Friday, October 16, 2009, 8:34 pm

Neaux class

Tiger Stadium

BATON ROUGE, La. — Heading into Tiger Stadium on Saturday evening, we had to walk through a gauntlet of liquored- and revved-up LSU fans who, naturally and understandably, took their share of potshots. Most of the taunting involved Florida’s quarterback and Second Coming of Wuerffel, Spurrier and Jesus Christ combined, Tim Tebow.

The most creative jab came in the form of a mannequin, creepily stripped bare save for a sign on its chest: “Tebow circumcised me.” Perfectly acceptable.

But the not-so-good-natured-yet-strangely-endearing roasting turned nasty minutes before the game. No, not when a group of Florida players jumped on the eye of the tiger at midfield. I was getting a hot dog and didn’t witness that. This had nothing to do with fans, players or coaches but with whatever staff member puts together the Tigers’ pre-game video montage (which, I must say, was about as lame as most universities’ TV spots that almost without fail will show a. the pastoral campus, b. the multicultural group lounging at the student union and c. a professor and student intently staring into a beaker).

First of all, I’m not sure why said staffer felt it necessary to include clips of the Gators. I’m assuming it’s a weekly thing, showing footage of the Tigers’ opponent. Personally, I found it sophomoric, even for the 128th-ranked university in the country. Lame strike No. 2. But when the clip reel included the vicious hit Tebow suffered at Kentucky I lost my shit. Here, in the week leading up the game, you had LSU coach Les Miles and his players saying all the right things about wanting Tebow to bounce back, to be OK, to be on the field. Then to show that “highlight”? That was about as classy as the LSU offense was prolific.

In the end, though, Tebow lined up in victory formation, took the snap and took a knee, and I could look up at the video board and smile: UF 13, LSU 3. See if they show that shit in two years.

Tags:

2 comments

  1. Drew says:

    I know a big part of my college experience was standing in a lab coat, looking at bubbles with my professor.

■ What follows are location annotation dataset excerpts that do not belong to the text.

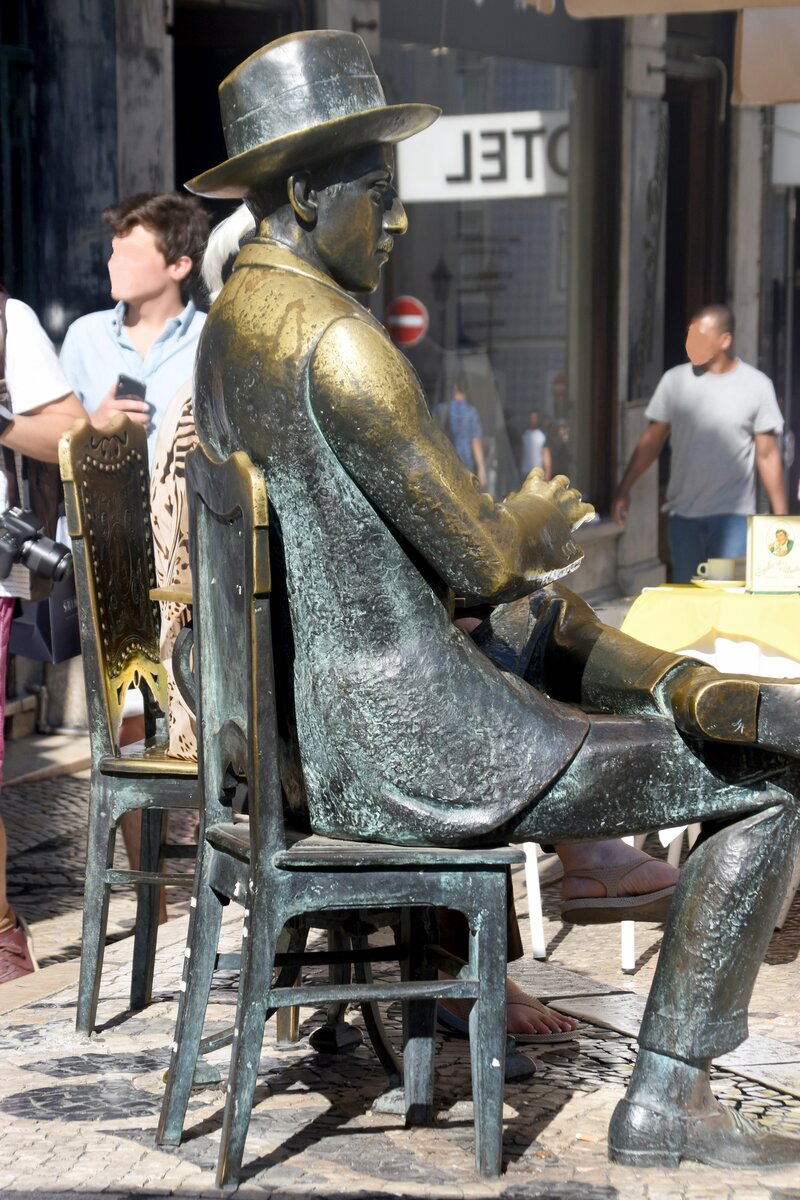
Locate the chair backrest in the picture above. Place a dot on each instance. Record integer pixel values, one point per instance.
(233, 641)
(107, 493)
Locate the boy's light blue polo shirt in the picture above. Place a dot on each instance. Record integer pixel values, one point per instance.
(97, 349)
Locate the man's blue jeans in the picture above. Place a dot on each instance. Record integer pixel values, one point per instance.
(695, 539)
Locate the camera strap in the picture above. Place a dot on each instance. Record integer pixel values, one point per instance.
(10, 460)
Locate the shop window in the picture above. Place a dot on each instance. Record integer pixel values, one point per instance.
(488, 244)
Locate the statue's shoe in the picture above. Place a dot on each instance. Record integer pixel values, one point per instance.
(739, 708)
(642, 1137)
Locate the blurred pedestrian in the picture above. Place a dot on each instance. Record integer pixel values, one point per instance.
(560, 454)
(134, 358)
(535, 450)
(721, 417)
(36, 406)
(461, 423)
(151, 335)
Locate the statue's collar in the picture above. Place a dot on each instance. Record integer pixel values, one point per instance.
(266, 252)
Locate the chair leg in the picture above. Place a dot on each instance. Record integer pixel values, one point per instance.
(419, 930)
(148, 907)
(203, 939)
(287, 1020)
(336, 1035)
(100, 857)
(256, 979)
(535, 917)
(373, 1021)
(487, 1027)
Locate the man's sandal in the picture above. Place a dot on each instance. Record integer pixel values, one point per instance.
(614, 907)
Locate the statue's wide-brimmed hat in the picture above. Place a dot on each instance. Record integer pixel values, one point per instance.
(302, 100)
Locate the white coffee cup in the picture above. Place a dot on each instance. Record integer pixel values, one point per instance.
(719, 569)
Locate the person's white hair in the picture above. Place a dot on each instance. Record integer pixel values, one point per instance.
(223, 245)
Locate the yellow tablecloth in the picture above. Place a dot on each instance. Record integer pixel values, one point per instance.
(677, 617)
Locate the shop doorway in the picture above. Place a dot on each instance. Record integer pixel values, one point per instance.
(210, 41)
(697, 208)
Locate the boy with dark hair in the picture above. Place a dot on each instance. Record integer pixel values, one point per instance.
(151, 335)
(36, 407)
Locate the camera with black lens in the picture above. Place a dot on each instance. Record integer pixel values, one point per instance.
(22, 540)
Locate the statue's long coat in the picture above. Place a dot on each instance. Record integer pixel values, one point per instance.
(407, 731)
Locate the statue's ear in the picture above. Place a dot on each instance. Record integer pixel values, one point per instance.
(302, 197)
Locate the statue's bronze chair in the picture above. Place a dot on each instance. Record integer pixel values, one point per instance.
(282, 877)
(107, 491)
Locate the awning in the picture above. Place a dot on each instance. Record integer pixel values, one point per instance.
(765, 60)
(644, 7)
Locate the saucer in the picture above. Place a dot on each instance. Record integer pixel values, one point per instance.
(703, 581)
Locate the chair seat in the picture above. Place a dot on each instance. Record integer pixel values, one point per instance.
(334, 852)
(138, 759)
(312, 851)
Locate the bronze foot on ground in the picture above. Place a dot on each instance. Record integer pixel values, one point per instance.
(644, 1137)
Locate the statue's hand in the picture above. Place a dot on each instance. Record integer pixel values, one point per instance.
(566, 499)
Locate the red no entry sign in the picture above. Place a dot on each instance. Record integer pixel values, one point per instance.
(407, 321)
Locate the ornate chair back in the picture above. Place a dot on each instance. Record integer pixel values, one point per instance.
(107, 492)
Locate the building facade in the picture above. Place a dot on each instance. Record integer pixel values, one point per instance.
(590, 185)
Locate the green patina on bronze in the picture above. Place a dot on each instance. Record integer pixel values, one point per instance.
(546, 726)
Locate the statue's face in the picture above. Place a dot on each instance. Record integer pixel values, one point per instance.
(359, 219)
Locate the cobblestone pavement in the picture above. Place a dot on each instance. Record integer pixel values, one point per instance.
(77, 1115)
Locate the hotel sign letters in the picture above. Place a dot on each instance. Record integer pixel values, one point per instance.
(487, 156)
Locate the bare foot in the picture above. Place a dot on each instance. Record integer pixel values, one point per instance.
(527, 1014)
(650, 874)
(524, 1013)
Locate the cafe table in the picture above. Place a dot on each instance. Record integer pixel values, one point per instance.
(732, 629)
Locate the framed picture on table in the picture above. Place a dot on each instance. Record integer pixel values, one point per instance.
(773, 555)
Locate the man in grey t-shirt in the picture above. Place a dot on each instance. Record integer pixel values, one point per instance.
(722, 419)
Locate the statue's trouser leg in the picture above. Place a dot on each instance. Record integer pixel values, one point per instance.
(633, 775)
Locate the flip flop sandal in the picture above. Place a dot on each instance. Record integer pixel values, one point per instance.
(456, 1026)
(613, 907)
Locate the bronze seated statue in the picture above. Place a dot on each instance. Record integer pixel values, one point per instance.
(546, 726)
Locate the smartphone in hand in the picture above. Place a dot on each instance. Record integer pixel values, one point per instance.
(126, 385)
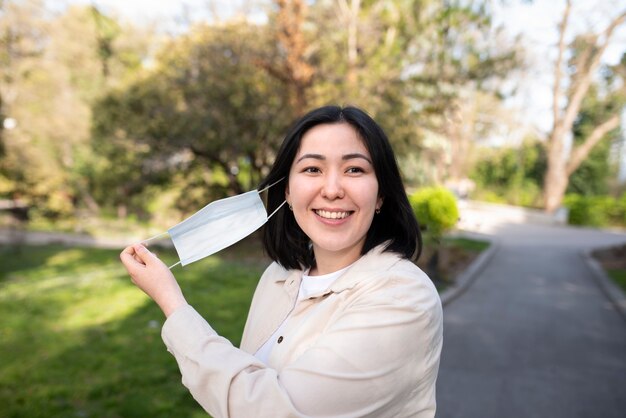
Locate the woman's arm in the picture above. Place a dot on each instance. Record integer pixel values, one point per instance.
(152, 276)
(379, 357)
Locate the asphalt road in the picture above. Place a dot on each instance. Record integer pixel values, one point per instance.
(534, 336)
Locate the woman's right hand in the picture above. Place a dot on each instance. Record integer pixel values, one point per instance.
(152, 276)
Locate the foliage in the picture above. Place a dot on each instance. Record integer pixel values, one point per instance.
(595, 175)
(51, 73)
(577, 68)
(436, 209)
(204, 114)
(511, 175)
(599, 211)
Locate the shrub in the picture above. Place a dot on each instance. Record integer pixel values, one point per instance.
(436, 209)
(594, 210)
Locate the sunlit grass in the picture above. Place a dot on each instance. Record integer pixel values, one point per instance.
(77, 339)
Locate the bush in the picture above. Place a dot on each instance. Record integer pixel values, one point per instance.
(436, 209)
(595, 210)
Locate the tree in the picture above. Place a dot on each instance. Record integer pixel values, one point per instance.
(586, 53)
(204, 111)
(598, 172)
(292, 67)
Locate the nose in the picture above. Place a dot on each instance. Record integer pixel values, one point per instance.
(332, 187)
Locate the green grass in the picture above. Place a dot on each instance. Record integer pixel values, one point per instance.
(77, 339)
(619, 277)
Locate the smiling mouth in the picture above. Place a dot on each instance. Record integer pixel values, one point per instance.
(332, 215)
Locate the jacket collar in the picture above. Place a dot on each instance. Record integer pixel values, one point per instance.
(368, 265)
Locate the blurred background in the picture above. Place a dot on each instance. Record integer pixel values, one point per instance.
(118, 119)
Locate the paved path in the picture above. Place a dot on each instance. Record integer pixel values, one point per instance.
(534, 336)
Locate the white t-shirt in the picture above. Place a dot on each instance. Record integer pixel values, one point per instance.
(308, 286)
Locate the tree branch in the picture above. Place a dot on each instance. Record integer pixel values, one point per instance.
(558, 71)
(582, 151)
(589, 69)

    (P.S. Have you -seen- our new TV ads? A baby being born? A girl looking at art? OK, I’m trying to think of other bad things but they’re escaping me, probably because I kind of like that commercial. Or I’m just biased. Go Gators!)

    • Chad Smith says:

      I not-so-secretly admire the Gator Nation campaign. Compared with other universities’ advertising, it look, at least, professional. But I haven’t seen that new spot that. I’m sure I’ll dig it too.

      Just remember: The Gator Nation is everywhere, Mr. Harwell.